Blog:Vote For None Of The Above
From Bolton Interweb
Cary Urbagg, Political Correspondent, 31st January 2010
Mandelson, Prince of Darkness, is in Davros this week. I am not sure about spending public money on a Dalek Convention but in any case he gave a political interview to the BBC that was notable, as usual, for using lots of words to say precisely nothing. Incredibly he claimed, when pressed on Labour lagging in the opinion polls, that he did not follow every poll. If you ever had doubts about the Prince’s ability to tell bare-faced lies, this kind of ridiculous statement should put those doubts to bed. Typically it is not the Government’s fault but everyone else’s, and this is one of the major problems of our current government, denial. The Prince used two stock phrases that seem to be favourites amongst politicians at the moment. “What the people want is…” Well the opinion polls say what the people want and, Mr Mandelson, it ain’t you or Charlie Brown. So if I were you I would start to pay attention to them. The other one was “people will have a choice”. And that is crap too. We have a choice of one lot of dishonest self-serving wastrels or another set of equally dishonest self-serving wastrels. You have a choice of spending cuts and tax hikes, or spending cuts and tax hikes. You can bet those doing the cutting and hiking will not be scrimping on food and fuel bills either way. On everything else you would be hard put to notice who is in power as well.
It seems that whether you want to vote Labour or Tory, every time a representative of either opens their mouth they give you a reason not to vote for them. You could vote Lib Dem but I can’t tell how they are any different either. And this is one of the big dangers. Inevitably, the excruciatingly poor performance of our politicians will throw up a very low General Election turnout and help out some of the extremist parties such as the BNP. They can’t be any worse can they? Well, yes they can, very much worse, but the major parties only have themselves to blame. The best we can hope for is a severely hung parliament where all parties have to work together. True, this means no change to anything at all but at least we may be able to gather the talent that is so thin on the ground together in one place, and ensure that no nutcase ideas see the light of day. Ken Clarke and Vince Cable jointly running the Treasury perhaps. Alan Johnson as PM. Mandelson as Minister for Deep Mines. Charlie Brown in charge of haggis production on Skye. Cameron in charge of legislation to ban fake tans.

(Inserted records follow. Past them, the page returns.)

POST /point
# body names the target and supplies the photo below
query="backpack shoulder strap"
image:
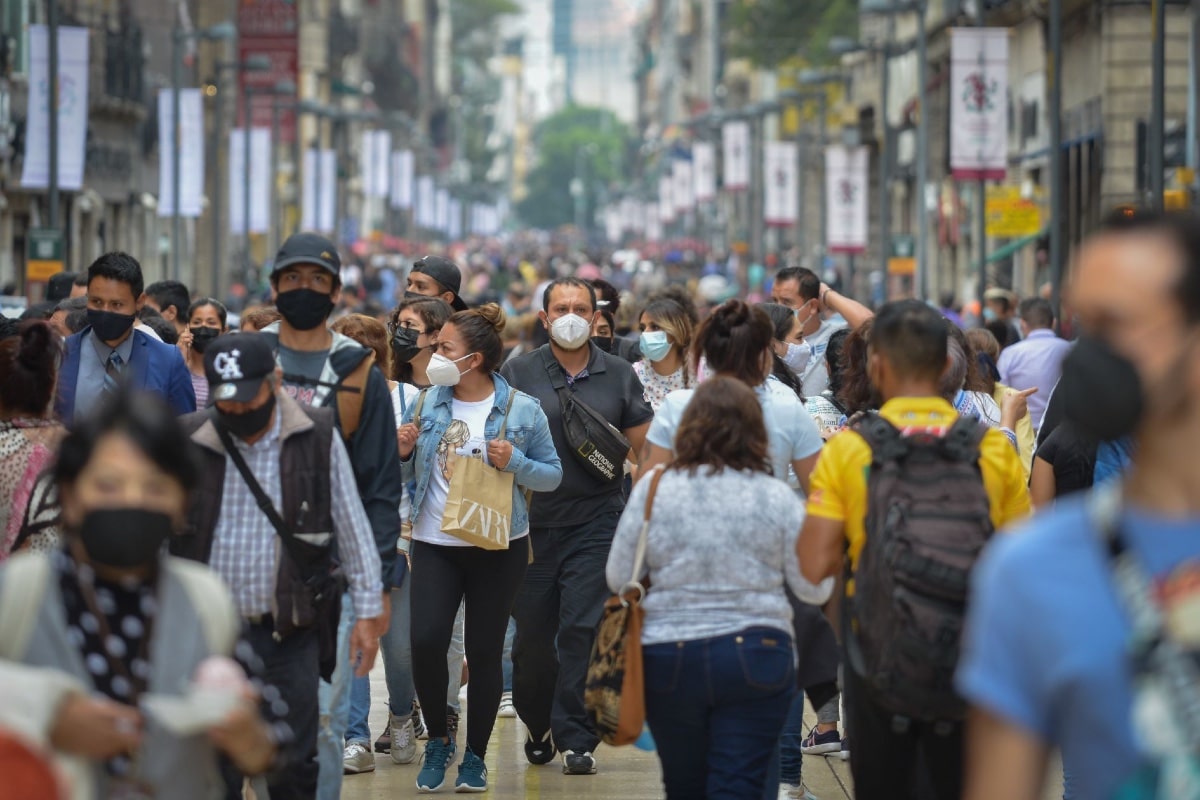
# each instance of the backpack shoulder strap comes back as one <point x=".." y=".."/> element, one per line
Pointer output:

This may be unpopular as a view but Tony Blair’s performance on Friday at the Iraq enquiry made me long for the good old days when Teflon Tony was at the height of his powers. None of us, and I include all his critics in the Opposition and Lib Dems, were in his position as Prime Minister. He had to make a judgement and a decision and he took one that carried a huge political risk. Saddam was a risk to the stability of the Middle East, a mass murderer, with a history of contempt for the UN and weapons inspectors. Blair took no risks with our safety and even though, as it turned out, there were no weapons of mass destruction, the world is undoubtedly a better place without Saddam. Blair’s mistake was to hype up his case and give the impression he was Bush’s poodle, and for that he has paid the penalty - he is no longer PM and his place in history is leaning towards being on a par with Pol Pot. But whilst I have no doubt he regrets any loss of life that followed his decision, he had to make a choice between that and the loss of life that might follow doing nothing. I guess he thought then, and still thinks, that on balance he took the lesser of two pretty mighty evils, and hence has no remorse or regrets about that decision.
Had Saddam been allowed to remain in power, would we be seeing an enquiry into the destruction of Israel and genocide of the Kurdish and Shiite Muslim peoples, and why our Prime Minister did not act to prevent such things happening? Did we learn nothing from the appeasement of Hitler? According to the New York Times, Saddam murdered a million of his own people, tortured and maimed many more than that, and was responsible for a million or so deaths in the Iran-Iraq War. There was the little matter of having previously invaded a neighbour, Kuwait, too. Whatever the death toll since the invasion in 2003, most of that inflicted on Iraqis by insurgents, it cannot compare and so Iraq is undoubtedly a safer place today and Blair can be said to have saved hundreds of thousands of lives. It just doesn’t suit his critics to mention that. Frankly I am glad Blair had the guts to make the tough decisions. I just wonder whether today’s lightweights would have tried to hang Churchill, perhaps literally, in 1945 on the grounds that before we declared war on Germany there was no evidence they intended to attack Britain. At heart I am a pacifist not a militarist, but this is not a perfect world and evil psychopaths exist that cannot be negotiated with. Sometimes wars are just and moral, and Iraq was one of these times. I told you this view may be unpopular.